The JDK provides a number of classes that perform locale-sensitive operations. For example, the NumberFormat class formats numbers, currency, or percentages in a locale-sensitive manner. Classes such as NumberFormat have a number of convenience methods for creating a default object of that type. For example, the NumberFormat class provides these three convenience methods for creating a default NumberFormat object:

 NumberFormat.getInstance()
 NumberFormat.getCurrencyInstance()
 NumberFormat.getPercentInstance()
 
These methods have two variants; one with an explicit locale and one without; the latter using the default locale.
 NumberFormat.getInstance(myLocale)
 NumberFormat.getCurrencyInstance(myLocale)
 NumberFormat.getPercentInstance(myLocale)
 
A Locale is the mechanism for identifying the kind of object (NumberFormat) that you would like to get. The locale is just a mechanism for identifying objects, not a container for the objects themselves.

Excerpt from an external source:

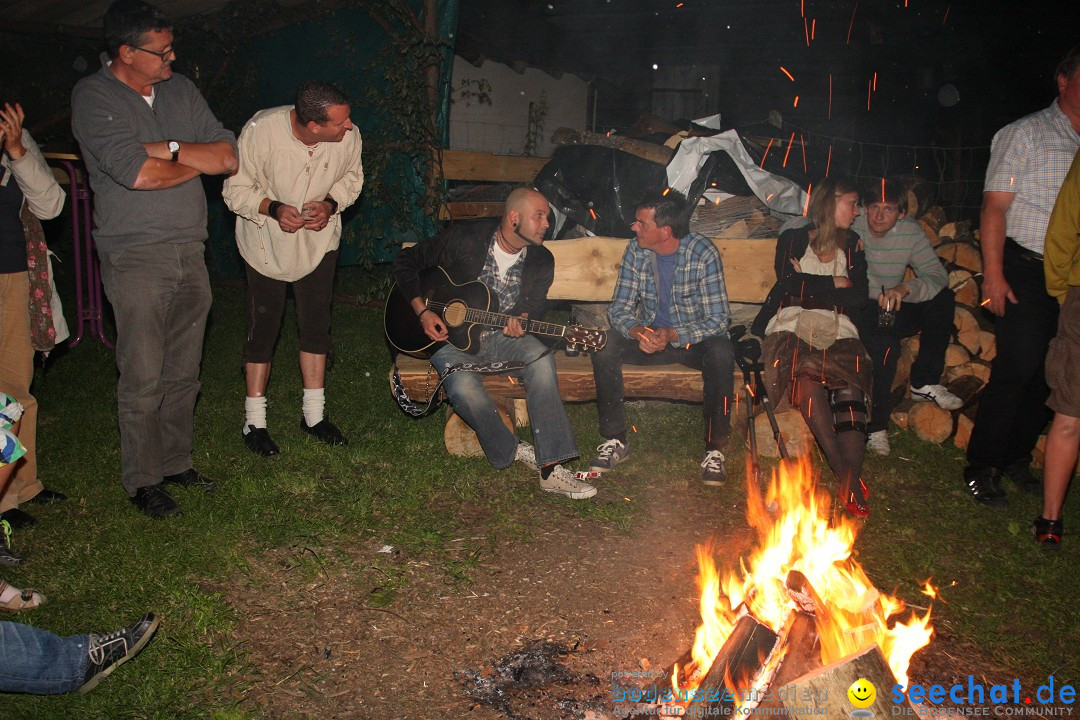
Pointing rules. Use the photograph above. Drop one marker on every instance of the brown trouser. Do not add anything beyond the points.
(16, 371)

Each class that performs locale-sensitive operations allows you to get all the available objects of that type. You can sift through these objects by language, country, or variant, and use the display names to present a menu to the user. For example, you can create a menu of all the collation objects suitable for a given language. Such classes must implement these three class methods:

 public static Locale[] getAvailableLocales()
 public static String getDisplayName(Locale objectLocale,
                                     Locale displayLocale)
 public static final String getDisplayName(Locale objectLocale)
     // getDisplayName will throw MissingResourceException if the locale
     // is not one of the available locales.